Lawmakers initially enacted a $9.97 billion state budget for fiscal year 2019-20, up from $9.4 billion the year before. Just before the pandemic hit locally early last year, Raimondo proposed a new tax-and-spending plan for 2020-21, which would have increased the state budget to $10.2 billion.

After the pandemic hit, however, Raimondo and state lawmakers decided to put off all budget-making decisions, as business shutdowns hammered the state’s economy and revenue slumped.

Subsequently, Congress sent a surge of federal money to deal with COVID-19, notably expanding unemployment benefits and providing $1.25 billion for coronavirus-related costs. That caused lawmakers to hike the 2019-20 budget to $11.8 billion and pass a 2020-21 budget of $12.7 billion.

Put another way, over the last two years the state budget grew by $3.3 billion, or 36%. But because so much of that increase was federal money, General Fund spending — derived from state-level revenue — only increased 6%, or $229 million, during the same time period.

Ferland also cautioned against direct comparisons between Rhode Island’s budget and those of other states.

“When you compare Rhode Island with another small state, it’s important to look at what they include in these numbers,” she said. “Not every state includes tuition and fees for their public colleges. Not every state includes the flow of unemployment benefits; some of them account for them outside this consolidated budget, where Rhode Island does it differently. And therefore sometimes those numbers appear very jarring.”

Ferland’s latest estimate shows Rhode Island has received a whopping $3.3 billion in federal relief funds since the pandemic began, even before potential passage of Biden’s relief bill.

A breakdown of the federal coronavirus relief money Rhode Island has received so far. (credit: House Fiscal Office)

That includes the much-discussed $1.25 billion that U.S. Sen. Jack Reed helped secure for Rhode Island in the CARES Act by creating the Coronavirus Relief Fund, which steered pots of federal aid money directly to states.

Ferland estimates that at most only $47 million of the state’s Coronavirus Relief Fund allocation is still available. McKee said earlier this week his staff is reviewing spending from the fund to see if he can direct more of what’s left to small business grants.

“It’s a moving target,” Ferland said.

How Rhode Island has allocated its $1.25 billion Coronavirus Relief Fund money so far. (credit: House Fiscal Office)

An ongoing spending problem that McKee will inherit from Raimondo is at Eleanor Slater Hospital.

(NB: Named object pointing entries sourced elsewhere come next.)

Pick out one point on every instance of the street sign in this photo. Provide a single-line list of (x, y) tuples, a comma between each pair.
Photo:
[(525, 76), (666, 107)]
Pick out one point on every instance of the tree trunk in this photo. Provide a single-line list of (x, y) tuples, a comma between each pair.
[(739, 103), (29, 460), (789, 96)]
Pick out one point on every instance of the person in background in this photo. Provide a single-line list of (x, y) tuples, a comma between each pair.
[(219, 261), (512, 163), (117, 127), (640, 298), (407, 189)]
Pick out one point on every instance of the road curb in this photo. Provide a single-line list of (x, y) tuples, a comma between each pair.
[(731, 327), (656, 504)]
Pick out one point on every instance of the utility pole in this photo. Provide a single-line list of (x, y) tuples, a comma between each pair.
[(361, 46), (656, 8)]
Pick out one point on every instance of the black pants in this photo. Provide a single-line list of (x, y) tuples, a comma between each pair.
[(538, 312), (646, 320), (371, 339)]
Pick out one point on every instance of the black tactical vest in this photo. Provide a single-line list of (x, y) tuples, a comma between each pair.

The state-run psychiatric facility has been out of compliance with federal billing rules for an extended period of time, requiring lawmakers to shovel more and more state revenue into its operations. The hospital’s annual federal funding has dwindled from roughly $60 million to only about $20 million, according to the House Fiscal Office.

The state also “has some work to do” in order to get into full compliance with a 2014 federal consent decree regarding services for Rhode Islanders who have developmental disabilities, Ferland said. The Raimondo administration recently steered $10 million of federal coronavirus funds towards that issue, and it is expected to be addressed further in McKee’s budget proposal.

Looking ahead, Ferland hinted that one potential bright spot could be the May updates to state revenue forecasts, pointing out that sales tax receipts have been more robust than originally projected in recent months, though there are questions about how the pandemic will affect other revenue sources.